The A-EMS was able to follow the SOC target value well in the end, and the final SOC value reached 0.601 (Table 5). The equivalent hydrogen consumption rates of Rule-EMS and A-EMS were 92.9% and 96.4%, respectively, compared with the DP-EMS (the dynamic programming energy management strategy), and the fuel economy was improved by 3.5%.

Table 5. Simulation results of EMS.

EMS	C${}_{\mathit{H}2}$	SOC${}_{\mathit{end}}$	E-C${}_{\mathit{H}2}$
DP-based	544.470	0.600	544.470
Rule-based	585.967	0.608	585.807
A-EMS-based	565.005	0.601	565.005

6. Conclusions

A self-adaptive model prediction energy management strategy was proposed in this work, The combination of working condition recognition with MPC produces the adaptive effect. Using GPS data from real vehicles, the working condition classification (the urban decongestion condition, urban congestion condition, suburban condition, and highway condition) was built using PCA and K-means. The RBFNN speed predictor was trained under each condition while taking into account the effect of condition classification on speed prediction, and the RBFNN speed prediction method is proposed for online BPNN condition recognition. The problem of frequent SOC fluctuation was tackled by employing DP as an MPC solver and one of the cost functions as the rate of change of the SOC.
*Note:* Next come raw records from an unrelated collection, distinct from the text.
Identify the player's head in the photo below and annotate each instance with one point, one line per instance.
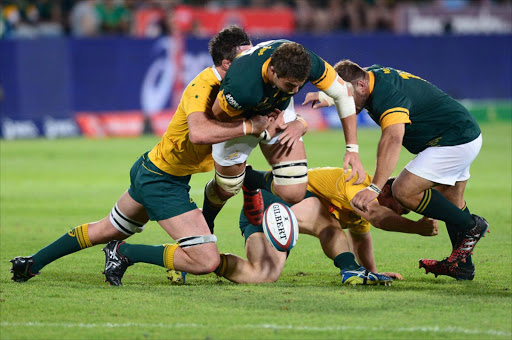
(289, 67)
(386, 199)
(358, 78)
(227, 44)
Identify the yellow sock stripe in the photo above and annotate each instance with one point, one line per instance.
(169, 251)
(223, 266)
(85, 230)
(425, 201)
(80, 237)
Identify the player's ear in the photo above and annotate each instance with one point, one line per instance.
(225, 64)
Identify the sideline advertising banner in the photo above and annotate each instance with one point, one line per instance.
(124, 86)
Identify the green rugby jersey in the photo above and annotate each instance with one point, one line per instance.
(245, 88)
(431, 117)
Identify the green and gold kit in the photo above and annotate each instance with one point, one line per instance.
(176, 154)
(329, 186)
(431, 117)
(246, 88)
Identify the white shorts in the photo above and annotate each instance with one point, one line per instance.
(445, 164)
(237, 150)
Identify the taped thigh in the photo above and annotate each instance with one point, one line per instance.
(290, 172)
(124, 224)
(190, 241)
(231, 184)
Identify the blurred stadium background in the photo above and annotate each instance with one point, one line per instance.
(117, 67)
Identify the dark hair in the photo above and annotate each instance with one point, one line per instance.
(349, 71)
(291, 61)
(224, 45)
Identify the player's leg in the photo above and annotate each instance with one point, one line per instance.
(166, 199)
(126, 218)
(230, 157)
(315, 220)
(446, 166)
(289, 166)
(465, 270)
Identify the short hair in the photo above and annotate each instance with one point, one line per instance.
(225, 43)
(291, 61)
(349, 71)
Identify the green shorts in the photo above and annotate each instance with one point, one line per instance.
(162, 194)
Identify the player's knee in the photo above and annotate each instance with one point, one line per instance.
(290, 180)
(203, 252)
(401, 194)
(229, 185)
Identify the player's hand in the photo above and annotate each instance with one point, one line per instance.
(291, 134)
(314, 99)
(352, 159)
(427, 226)
(363, 198)
(260, 124)
(395, 276)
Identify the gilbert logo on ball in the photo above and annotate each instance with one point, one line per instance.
(280, 227)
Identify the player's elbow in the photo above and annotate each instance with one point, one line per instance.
(197, 137)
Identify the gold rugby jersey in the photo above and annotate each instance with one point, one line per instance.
(329, 185)
(175, 154)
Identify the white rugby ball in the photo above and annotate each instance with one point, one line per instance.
(280, 227)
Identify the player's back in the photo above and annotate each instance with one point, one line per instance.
(436, 118)
(175, 153)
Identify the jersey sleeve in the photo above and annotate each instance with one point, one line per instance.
(322, 74)
(394, 109)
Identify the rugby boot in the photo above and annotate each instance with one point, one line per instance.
(115, 263)
(253, 205)
(458, 272)
(21, 268)
(466, 240)
(363, 276)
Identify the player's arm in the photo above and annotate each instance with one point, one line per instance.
(363, 250)
(342, 97)
(388, 152)
(384, 218)
(203, 129)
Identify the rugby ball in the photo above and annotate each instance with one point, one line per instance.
(280, 227)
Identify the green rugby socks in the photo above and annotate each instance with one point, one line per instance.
(435, 205)
(74, 240)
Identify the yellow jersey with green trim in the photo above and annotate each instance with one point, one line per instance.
(246, 89)
(431, 117)
(175, 153)
(328, 184)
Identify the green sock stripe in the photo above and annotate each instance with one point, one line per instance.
(424, 201)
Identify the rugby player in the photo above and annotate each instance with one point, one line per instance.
(446, 138)
(159, 187)
(325, 211)
(263, 81)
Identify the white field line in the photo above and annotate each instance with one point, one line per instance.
(435, 329)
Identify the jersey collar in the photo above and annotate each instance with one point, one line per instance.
(217, 74)
(372, 81)
(264, 69)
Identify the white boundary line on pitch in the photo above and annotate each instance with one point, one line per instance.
(458, 330)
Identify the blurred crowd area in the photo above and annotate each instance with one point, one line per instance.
(89, 18)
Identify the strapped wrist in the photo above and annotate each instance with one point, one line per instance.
(353, 148)
(303, 121)
(374, 188)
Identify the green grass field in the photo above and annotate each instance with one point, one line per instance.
(50, 186)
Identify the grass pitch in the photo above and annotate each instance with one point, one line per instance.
(49, 187)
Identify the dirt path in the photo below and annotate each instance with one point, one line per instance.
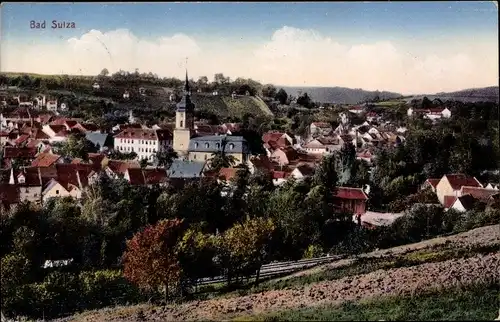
(398, 281)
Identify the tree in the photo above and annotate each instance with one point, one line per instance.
(243, 248)
(151, 259)
(305, 100)
(166, 157)
(221, 159)
(269, 91)
(281, 96)
(104, 72)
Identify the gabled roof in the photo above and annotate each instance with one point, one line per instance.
(433, 182)
(449, 201)
(121, 166)
(11, 152)
(227, 173)
(467, 201)
(478, 192)
(350, 193)
(186, 169)
(45, 160)
(458, 180)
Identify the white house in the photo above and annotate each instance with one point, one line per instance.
(431, 113)
(144, 142)
(52, 105)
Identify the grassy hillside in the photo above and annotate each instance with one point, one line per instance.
(339, 95)
(453, 277)
(486, 94)
(226, 106)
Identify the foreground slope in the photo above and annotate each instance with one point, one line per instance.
(467, 268)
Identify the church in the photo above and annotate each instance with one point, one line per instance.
(189, 146)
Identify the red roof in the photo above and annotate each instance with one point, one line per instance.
(146, 134)
(449, 201)
(21, 139)
(280, 174)
(154, 176)
(227, 173)
(323, 125)
(433, 182)
(350, 193)
(121, 166)
(45, 160)
(458, 180)
(478, 193)
(11, 152)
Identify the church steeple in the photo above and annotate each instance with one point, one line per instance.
(186, 86)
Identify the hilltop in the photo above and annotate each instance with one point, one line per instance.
(471, 95)
(339, 95)
(429, 270)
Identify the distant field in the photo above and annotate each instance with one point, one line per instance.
(226, 106)
(479, 302)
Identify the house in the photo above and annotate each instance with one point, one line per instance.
(351, 200)
(430, 113)
(46, 160)
(225, 175)
(430, 184)
(115, 169)
(302, 171)
(9, 198)
(184, 169)
(279, 177)
(52, 106)
(494, 186)
(23, 155)
(284, 156)
(320, 129)
(259, 163)
(273, 140)
(315, 147)
(102, 141)
(365, 155)
(29, 181)
(146, 177)
(371, 219)
(202, 148)
(356, 109)
(461, 204)
(144, 142)
(450, 185)
(70, 181)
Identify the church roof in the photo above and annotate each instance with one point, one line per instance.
(213, 143)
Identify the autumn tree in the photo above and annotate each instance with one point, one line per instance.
(243, 248)
(281, 96)
(151, 258)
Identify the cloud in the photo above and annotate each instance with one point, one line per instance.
(291, 56)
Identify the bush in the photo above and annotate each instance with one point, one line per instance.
(313, 251)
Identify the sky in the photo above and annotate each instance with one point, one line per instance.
(405, 47)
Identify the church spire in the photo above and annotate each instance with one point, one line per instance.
(186, 85)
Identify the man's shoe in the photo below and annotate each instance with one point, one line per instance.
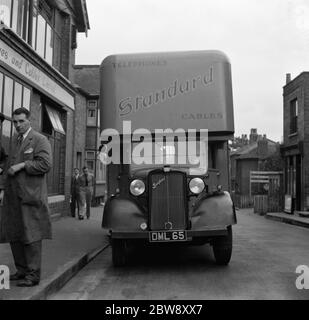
(27, 283)
(17, 276)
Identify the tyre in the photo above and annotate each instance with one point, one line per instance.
(222, 248)
(119, 252)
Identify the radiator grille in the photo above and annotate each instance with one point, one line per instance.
(168, 202)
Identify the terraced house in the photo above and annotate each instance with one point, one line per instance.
(37, 54)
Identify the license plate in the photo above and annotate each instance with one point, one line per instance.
(167, 236)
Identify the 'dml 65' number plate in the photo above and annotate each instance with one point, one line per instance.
(167, 236)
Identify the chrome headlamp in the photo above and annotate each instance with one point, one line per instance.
(196, 185)
(137, 187)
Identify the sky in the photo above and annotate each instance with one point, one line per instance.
(264, 39)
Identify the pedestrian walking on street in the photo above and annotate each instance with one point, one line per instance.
(86, 182)
(75, 193)
(25, 218)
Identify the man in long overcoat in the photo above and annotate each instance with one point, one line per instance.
(86, 185)
(75, 193)
(25, 218)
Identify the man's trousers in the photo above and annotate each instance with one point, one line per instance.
(27, 258)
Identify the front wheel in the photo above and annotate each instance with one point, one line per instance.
(119, 252)
(222, 248)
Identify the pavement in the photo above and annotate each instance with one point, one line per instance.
(75, 243)
(288, 218)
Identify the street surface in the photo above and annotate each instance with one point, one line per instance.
(265, 256)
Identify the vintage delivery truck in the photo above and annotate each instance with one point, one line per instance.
(166, 119)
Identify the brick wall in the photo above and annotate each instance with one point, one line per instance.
(80, 126)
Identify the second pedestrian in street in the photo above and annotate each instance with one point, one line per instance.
(86, 183)
(25, 220)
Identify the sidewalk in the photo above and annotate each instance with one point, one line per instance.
(288, 218)
(74, 244)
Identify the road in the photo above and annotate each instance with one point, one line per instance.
(265, 256)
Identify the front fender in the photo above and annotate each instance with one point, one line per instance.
(216, 211)
(122, 214)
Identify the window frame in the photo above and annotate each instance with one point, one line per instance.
(294, 111)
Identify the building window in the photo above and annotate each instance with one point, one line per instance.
(101, 172)
(91, 115)
(42, 31)
(13, 95)
(293, 116)
(15, 14)
(53, 129)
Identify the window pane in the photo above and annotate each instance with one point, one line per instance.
(8, 96)
(1, 91)
(57, 52)
(18, 16)
(49, 44)
(90, 155)
(26, 98)
(34, 22)
(5, 12)
(55, 120)
(6, 135)
(90, 165)
(17, 95)
(40, 44)
(91, 118)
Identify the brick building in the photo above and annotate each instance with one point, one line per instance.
(295, 148)
(249, 157)
(37, 53)
(87, 80)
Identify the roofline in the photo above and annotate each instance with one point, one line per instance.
(86, 93)
(300, 75)
(81, 66)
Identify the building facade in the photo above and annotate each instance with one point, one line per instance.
(295, 148)
(253, 154)
(37, 53)
(87, 80)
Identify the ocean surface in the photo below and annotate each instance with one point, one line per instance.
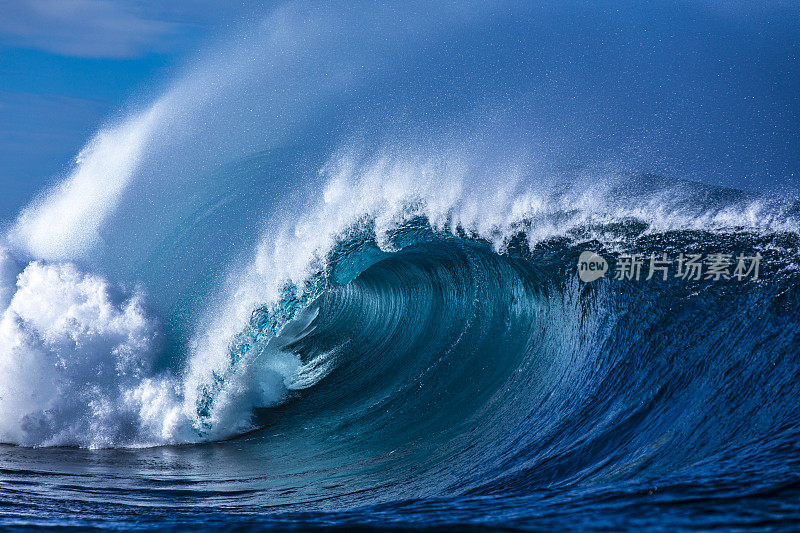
(328, 276)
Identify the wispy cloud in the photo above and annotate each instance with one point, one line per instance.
(84, 28)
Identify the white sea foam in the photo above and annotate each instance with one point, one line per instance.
(73, 365)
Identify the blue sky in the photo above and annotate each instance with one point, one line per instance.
(715, 84)
(66, 66)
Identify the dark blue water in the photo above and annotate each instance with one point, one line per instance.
(470, 388)
(329, 278)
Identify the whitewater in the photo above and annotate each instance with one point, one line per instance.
(337, 278)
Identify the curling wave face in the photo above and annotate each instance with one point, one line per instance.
(394, 323)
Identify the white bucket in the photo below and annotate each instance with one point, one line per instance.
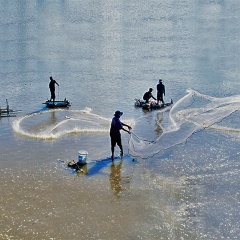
(82, 157)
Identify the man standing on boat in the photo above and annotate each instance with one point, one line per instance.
(160, 91)
(115, 134)
(52, 88)
(148, 95)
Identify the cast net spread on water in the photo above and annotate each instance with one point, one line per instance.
(52, 124)
(55, 123)
(192, 113)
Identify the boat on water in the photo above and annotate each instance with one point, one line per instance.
(57, 104)
(7, 112)
(151, 105)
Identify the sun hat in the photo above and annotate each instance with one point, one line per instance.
(118, 113)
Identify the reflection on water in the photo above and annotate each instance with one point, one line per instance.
(118, 183)
(115, 178)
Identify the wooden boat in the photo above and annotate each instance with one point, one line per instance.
(7, 112)
(151, 105)
(57, 104)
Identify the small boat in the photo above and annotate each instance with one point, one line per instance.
(57, 104)
(7, 112)
(151, 105)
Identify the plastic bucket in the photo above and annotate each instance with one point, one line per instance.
(82, 157)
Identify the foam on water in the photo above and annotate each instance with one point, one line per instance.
(192, 113)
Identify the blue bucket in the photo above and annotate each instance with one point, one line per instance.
(82, 157)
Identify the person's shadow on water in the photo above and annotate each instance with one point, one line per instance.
(115, 178)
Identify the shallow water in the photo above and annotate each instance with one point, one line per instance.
(183, 182)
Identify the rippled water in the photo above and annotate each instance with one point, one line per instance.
(179, 177)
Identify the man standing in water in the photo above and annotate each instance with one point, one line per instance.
(115, 134)
(160, 91)
(52, 88)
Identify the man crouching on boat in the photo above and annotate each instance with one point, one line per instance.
(115, 134)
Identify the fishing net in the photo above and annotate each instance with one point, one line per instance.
(192, 113)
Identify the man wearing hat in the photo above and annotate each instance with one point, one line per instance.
(115, 134)
(52, 88)
(160, 91)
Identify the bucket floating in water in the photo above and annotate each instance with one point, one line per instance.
(82, 157)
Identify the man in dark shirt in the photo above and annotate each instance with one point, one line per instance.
(148, 95)
(52, 88)
(115, 134)
(160, 91)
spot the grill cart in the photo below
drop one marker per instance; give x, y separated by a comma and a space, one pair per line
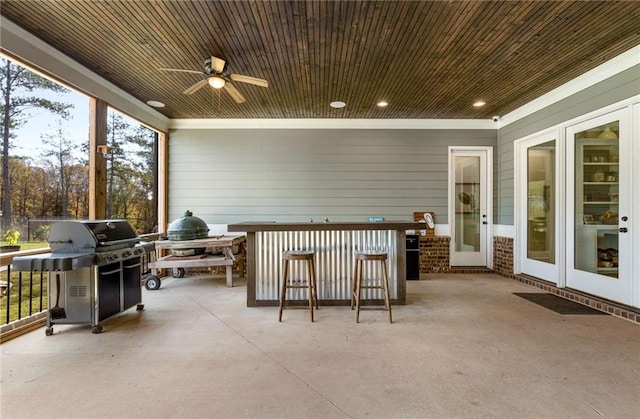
94, 271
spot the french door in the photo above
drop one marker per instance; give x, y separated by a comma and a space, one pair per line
599, 206
539, 200
469, 209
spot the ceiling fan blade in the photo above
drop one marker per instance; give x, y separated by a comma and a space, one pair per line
181, 70
217, 64
233, 92
250, 80
199, 85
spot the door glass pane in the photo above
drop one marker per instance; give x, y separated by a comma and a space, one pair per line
596, 192
467, 227
541, 180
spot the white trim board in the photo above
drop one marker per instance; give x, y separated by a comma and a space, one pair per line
303, 123
608, 69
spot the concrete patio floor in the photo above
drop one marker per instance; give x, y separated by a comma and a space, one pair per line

The simulation results validated the efficacy of the designed EMS. The recognition accuracy of the working condition classification and BPNN recognition according to data obtained from an actual vehicle was 97.5%. At a 5s prediction length, the combination of online BPNN recognition and RBFNN speed prediction using BPNN resulted in a 9.75% improvement in the overall speed prediction accuracy. Secondly, it reduced hydrogen consumption by 3.5% and reduced the frequency of SOC fluctuations compared to the rule-based strategy. Furthermore, the proposed strategy’s performance is close to that of the offline DP, indicating that it is close to the optimal effect. In the future, fuel-cell lifetime will be treated as a cost function to reduce fuel-cell overuse scenarios and to use variable time domain models to predict energy management strategies.